Неизвестно, что еще хотел сказать Подболотов, потому что снова - на этот раз другой, не такой нахальный - зазвонил телефон.
Подболотов снял трубку, и пока он держал ее около виска, лицо его изменялось так явственно и бесповоротно, как будто кто-то целенаправленно, твердыми руками, лепил из него пустоту, и старость, и одиночество.
- Зайди к Дудину. Отпустили тебя. Можешь собираться!
Семен сидел сгорбленно и, словно собака, выставив ухо, чтобы лучше улавливать эти колебания воздуха, в которых люди видят какой-то смысл и называют их словами.
Что-то знакомое почудилось ему, он выпрямился и понял, что он свободен и может, наконец, ползти, бежать, лететь на Родину своих прадедов, которая давно ждет его, Золотая Мечта всей его нескладной жизни, он будет там свободен и счастлив, все там будут любить его, и он там будет так любить всех, будет так помогать всем, как он никому не смог помочь на этой грязной, измученной, замордованной земле...
Он выбежал из вагончика и со счастливым лицом, выкрикивая что-то радостное, очень быстро - так ему казалось! - побежал мимо удивленно смотрящих на него людей прощаться со своей каморкой.
А Подболотов, как сидел, так и остался сидеть с телефонной трубкой у виска, потому что вдруг неожиданно понял, чего ему не хватает в этой трубке: оказывается, трубка слишком легкая, в ней не хватает оглушительной тяжести парабеллума...
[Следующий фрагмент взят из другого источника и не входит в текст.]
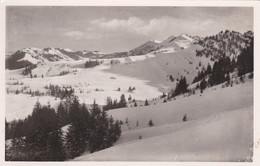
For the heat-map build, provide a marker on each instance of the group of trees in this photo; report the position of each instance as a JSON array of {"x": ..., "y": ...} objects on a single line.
[
  {"x": 222, "y": 68},
  {"x": 61, "y": 92},
  {"x": 181, "y": 87},
  {"x": 39, "y": 136},
  {"x": 114, "y": 104},
  {"x": 28, "y": 70}
]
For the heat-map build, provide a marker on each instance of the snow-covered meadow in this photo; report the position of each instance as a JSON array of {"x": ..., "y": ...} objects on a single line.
[
  {"x": 219, "y": 128},
  {"x": 89, "y": 85}
]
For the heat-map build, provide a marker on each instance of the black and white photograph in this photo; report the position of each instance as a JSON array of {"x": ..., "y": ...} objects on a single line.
[{"x": 129, "y": 83}]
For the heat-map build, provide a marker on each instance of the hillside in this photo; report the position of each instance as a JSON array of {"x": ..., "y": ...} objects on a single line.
[
  {"x": 229, "y": 43},
  {"x": 204, "y": 136},
  {"x": 32, "y": 56}
]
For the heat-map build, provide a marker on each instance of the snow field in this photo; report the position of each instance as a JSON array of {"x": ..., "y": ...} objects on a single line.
[{"x": 219, "y": 128}]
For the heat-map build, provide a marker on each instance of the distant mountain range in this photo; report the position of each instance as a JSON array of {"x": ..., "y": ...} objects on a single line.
[{"x": 228, "y": 41}]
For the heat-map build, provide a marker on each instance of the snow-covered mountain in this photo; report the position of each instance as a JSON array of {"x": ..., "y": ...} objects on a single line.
[
  {"x": 170, "y": 44},
  {"x": 29, "y": 56}
]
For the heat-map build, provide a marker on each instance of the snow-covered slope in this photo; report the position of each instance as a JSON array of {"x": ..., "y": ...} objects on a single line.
[
  {"x": 29, "y": 56},
  {"x": 179, "y": 62},
  {"x": 213, "y": 132}
]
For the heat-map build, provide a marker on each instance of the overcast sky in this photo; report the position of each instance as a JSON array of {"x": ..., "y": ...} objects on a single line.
[{"x": 112, "y": 29}]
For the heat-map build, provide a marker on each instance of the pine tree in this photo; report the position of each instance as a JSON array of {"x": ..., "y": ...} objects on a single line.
[
  {"x": 122, "y": 102},
  {"x": 150, "y": 123},
  {"x": 146, "y": 103},
  {"x": 55, "y": 149}
]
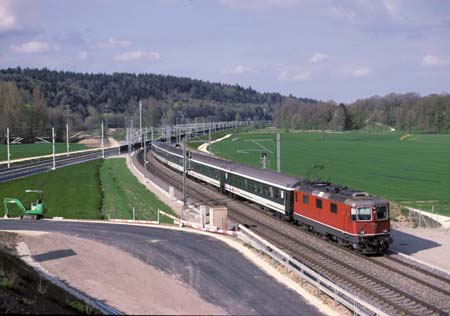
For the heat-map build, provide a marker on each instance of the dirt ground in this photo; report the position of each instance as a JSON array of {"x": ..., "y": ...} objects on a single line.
[
  {"x": 109, "y": 275},
  {"x": 430, "y": 245},
  {"x": 22, "y": 291}
]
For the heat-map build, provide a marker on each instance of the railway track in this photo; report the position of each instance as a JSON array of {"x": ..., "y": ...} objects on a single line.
[{"x": 398, "y": 289}]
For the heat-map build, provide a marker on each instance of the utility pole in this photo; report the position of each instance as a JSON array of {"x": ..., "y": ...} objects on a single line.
[
  {"x": 67, "y": 130},
  {"x": 140, "y": 121},
  {"x": 67, "y": 139},
  {"x": 128, "y": 141},
  {"x": 53, "y": 146},
  {"x": 106, "y": 121},
  {"x": 103, "y": 144},
  {"x": 132, "y": 134},
  {"x": 7, "y": 147},
  {"x": 209, "y": 135},
  {"x": 184, "y": 173},
  {"x": 145, "y": 152},
  {"x": 278, "y": 153}
]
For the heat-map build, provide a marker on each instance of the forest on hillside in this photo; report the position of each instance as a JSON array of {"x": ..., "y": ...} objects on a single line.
[
  {"x": 33, "y": 100},
  {"x": 404, "y": 112}
]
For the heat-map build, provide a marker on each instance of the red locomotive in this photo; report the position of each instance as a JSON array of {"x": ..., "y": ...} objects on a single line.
[{"x": 350, "y": 217}]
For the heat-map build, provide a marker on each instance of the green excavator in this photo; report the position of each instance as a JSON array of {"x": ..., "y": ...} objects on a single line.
[{"x": 37, "y": 207}]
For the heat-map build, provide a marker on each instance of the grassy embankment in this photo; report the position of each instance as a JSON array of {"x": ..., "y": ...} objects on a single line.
[
  {"x": 91, "y": 190},
  {"x": 413, "y": 170},
  {"x": 195, "y": 142},
  {"x": 32, "y": 150}
]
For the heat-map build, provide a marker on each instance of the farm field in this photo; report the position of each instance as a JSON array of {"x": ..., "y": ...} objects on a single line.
[
  {"x": 90, "y": 190},
  {"x": 412, "y": 170},
  {"x": 122, "y": 192},
  {"x": 70, "y": 192},
  {"x": 32, "y": 150}
]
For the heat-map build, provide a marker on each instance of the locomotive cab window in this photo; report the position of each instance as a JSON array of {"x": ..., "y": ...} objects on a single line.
[
  {"x": 305, "y": 199},
  {"x": 333, "y": 208},
  {"x": 318, "y": 203},
  {"x": 382, "y": 213},
  {"x": 364, "y": 214}
]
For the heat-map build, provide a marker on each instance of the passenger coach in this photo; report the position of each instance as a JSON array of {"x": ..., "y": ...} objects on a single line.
[
  {"x": 351, "y": 217},
  {"x": 272, "y": 190}
]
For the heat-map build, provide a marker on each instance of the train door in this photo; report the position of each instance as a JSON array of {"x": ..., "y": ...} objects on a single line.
[
  {"x": 288, "y": 202},
  {"x": 222, "y": 178}
]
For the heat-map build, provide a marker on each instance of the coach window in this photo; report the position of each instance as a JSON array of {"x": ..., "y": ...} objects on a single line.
[
  {"x": 318, "y": 203},
  {"x": 382, "y": 213},
  {"x": 305, "y": 199},
  {"x": 333, "y": 208}
]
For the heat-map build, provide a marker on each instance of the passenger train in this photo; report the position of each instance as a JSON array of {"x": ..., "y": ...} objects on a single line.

Но зря тосковал, зря смотрел в стенку Петр Иванович, потому что все равно уже было сказано Слово, которое потребовало Дела, и уже маленький и юркий, а вернее, расторопный не по возрасту человек, выскочил из комнаты и нажал на одному ему известные кнопки, и всколыхнулась огромная страна, пошли круги до самых темных ее глубин, залаяли в подворотнях собаки, словно при землетрясении, и уже, чернее и гаже самого Дьявола, под окном бил копытами вертолет, и летел, летел в Москву начальник крупнейшего сибирского строительства Петр Иванович Подболотов для участия от строителей в подготовке правительственного доклада по поводу тысячелетия со дня крещения Руси.